A nova fase trouxe mudanças importantes. O valor do benefício passou de R$ 300 para R$ 600 por trimestre, houve modernização dos sistemas de gestão, ampliação da transparência e integração com outras políticas públicas. O programa também passou a incorporar ações estruturantes, como assistência técnica e extensão rural socioambiental voltadas às realidades dos povos e comunidades tradicionais.
Na ponta, porém, os impactos costumam ser medidos de outra forma. Morador da Resex Médio Purus, no Amazonas, Benedito Clemente de Souza lembra que, antes do Bolsa Verde e do reconhecimento das famílias, a vida era marcada por dificuldades constantes. “A gente não tinha nada para se manter. Era uma vida muito precária”, conta.

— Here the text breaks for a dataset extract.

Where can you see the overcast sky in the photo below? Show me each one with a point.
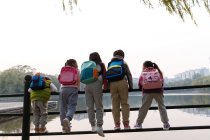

Quando fala sobre o auxílio, Benedito destaca o repasse não apenas pelo seu valor financeiro, mas pelo impacto. “É uma mínima grana que a gente recebe, mas se multiplica em muito, porque a gente aplica na alimentação das nossas crianças, dos nossos filhos e dos nossos netos”, comenta.
A fala traduz a lógica do programa: uma renda complementar que ajuda a reduzir vulnerabilidades sem romper a relação das famílias com seus territórios.
“A gente acredita que recebe esses benefícios para preservar a natureza. E, quando a gente preserva a natureza, a natureza se encarrega de beneficiar a gente também”, acredita Benedito.
Na Reserva Extrativista do Rio Cautário, em Rondônia, Daiane viveu experiência semelhante. Ela lembra que o benefício chegou em um momento decisivo. “Eu estava na faculdade, com filho pequeno, e o Bolsa Verde foi uma renda complementar que ajudou muito naquele momento”, diz ela.
Hoje, como agente ambiental que atua no SISFamílias, ela acompanha o impacto do programa em outras famílias. “E falo em nome das famílias que ainda recebem: é uma ajuda muito grande”, coloca.
Conservação e cidadania caminham juntas
Ao longo das últimas décadas, políticas ambientais e políticas sociais muitas vezes foram tratadas como agendas separadas. Nas unidades de conservação, porém, essa divisão não existe.
As famílias que vivem nesses territórios dependem diretamente da conservação para garantir seu modo de vida. E a conservação depende da permanência dessas populações em seus territórios. “Uma das coisas mais importantes é preservar o meio ambiente”, afirma Ludimilson. “É de onde a gente tem o sustento e tem a saúde”, complementa.
Regimar faz reflexão semelhante. “Se não conservar o meio ambiente, como a gente vai viver? A gente tem que conservar para poder ter o que comer”, diz.
Nos últimos anos, milhares de famílias passaram a ser identificadas pelo SISFamílias. Mas o objetivo nunca foi apenas produzir dados. O que está em jogo é algo muito maior. É garantir que quem protege os territórios também tenha acesso a direitos, oportunidades e condições dignas de permanecer onde sempre esteve.
Porque, quando o Estado finalmente conhece essas famílias, as informações deixam de ser apenas números. Elas se transformam em água, energia, renda, produção, segurança alimentar e cidadania.
E é justamente nessa transformação que o SISFamílias cumpre seu papel mais importante: fazer com que políticas públicas consigam chegar a quem, durante muito tempo, permaneceu distante delas.